The COVID-19 pandemic has changed American driving habits so much that traffic volumes may never recover, a new study finds — but the predicted the post-vaccine 9.2-percent drop in national vehicle miles travelled could be much bigger, if we act now.
Following a comprehensive study of trends in remote work adoption, shifts to online shopping, and other national travel data collected over the course of the pandemic, researchers at KPMG concluded that traffic volumes probably aren’t going to climb much higher than the benchmark they’ve reached to date: just 90 percent of pre-pandemic levels.

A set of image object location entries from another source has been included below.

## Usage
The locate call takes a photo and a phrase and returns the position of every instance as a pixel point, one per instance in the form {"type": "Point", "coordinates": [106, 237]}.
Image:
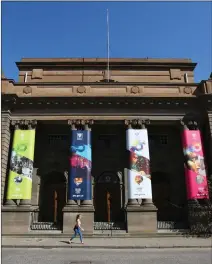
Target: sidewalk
{"type": "Point", "coordinates": [110, 243]}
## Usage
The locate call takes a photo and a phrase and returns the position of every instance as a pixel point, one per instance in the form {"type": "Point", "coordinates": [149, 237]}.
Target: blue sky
{"type": "Point", "coordinates": [78, 29]}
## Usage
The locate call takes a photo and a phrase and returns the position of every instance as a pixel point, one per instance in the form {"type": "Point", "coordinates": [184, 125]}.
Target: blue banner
{"type": "Point", "coordinates": [80, 166]}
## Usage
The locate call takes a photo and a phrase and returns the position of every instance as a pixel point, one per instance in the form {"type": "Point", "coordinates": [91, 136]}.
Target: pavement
{"type": "Point", "coordinates": [105, 256]}
{"type": "Point", "coordinates": [109, 243]}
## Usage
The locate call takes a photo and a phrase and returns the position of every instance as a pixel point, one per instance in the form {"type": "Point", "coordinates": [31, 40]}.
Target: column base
{"type": "Point", "coordinates": [141, 219]}
{"type": "Point", "coordinates": [72, 203]}
{"type": "Point", "coordinates": [25, 202]}
{"type": "Point", "coordinates": [132, 203]}
{"type": "Point", "coordinates": [10, 203]}
{"type": "Point", "coordinates": [147, 203]}
{"type": "Point", "coordinates": [86, 203]}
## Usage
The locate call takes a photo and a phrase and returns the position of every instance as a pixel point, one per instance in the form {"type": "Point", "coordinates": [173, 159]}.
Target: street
{"type": "Point", "coordinates": [101, 256]}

Over time, researchers say that drop would translate to as much as 270 billion fewer miles driven on our roadways each year, as well as a massive drop in vehicle ownership that could take as many as 14 million distinct cars out of the national fleet entirely.
On the one hand, losing a tenth of our country’s traffic miles is nothing to sneeze at.
The KPMG researchers say that long-term shifts to remote work alone would reduce VMT by as much as 140 billion miles per year, albeit mostly along the corridors that were formerly travelled by wealthier, predominantly white white collar workers.
All those shopping trips Americans have been skipping during quarantine could very well result in permanent changes to consumer spending habits, too — and researchers think it could keep a lot of cars off the road, while adding a few more commercial trucks.
“In a survey of 1,100 adult consumers, 60 percent of respondents said that since COVID-19, they are doing more shopping online than in-store, vs. 44 percent before COVID-19,” the report noted. “Two-thirds of respondents expect to continue purchasing items they now buy online after the coronavirus is under control.”
But even these strong trends don’t mean a VMT fall-off is a sure thing — and even a 10-percent drop would definitely not be enough to adequately curb transportation-related climate change emissions, end our traffic violence crisis, or remove the financial burden of car ownership from the backs of low-income Americans.
The researchers themselves warned that their own predictions could easily be undercut by several factors, including a large-scale shift away from public transportation into single-occupancy cars or even carpools. A disturbing 24 percent of transit riders are already considering making that leap.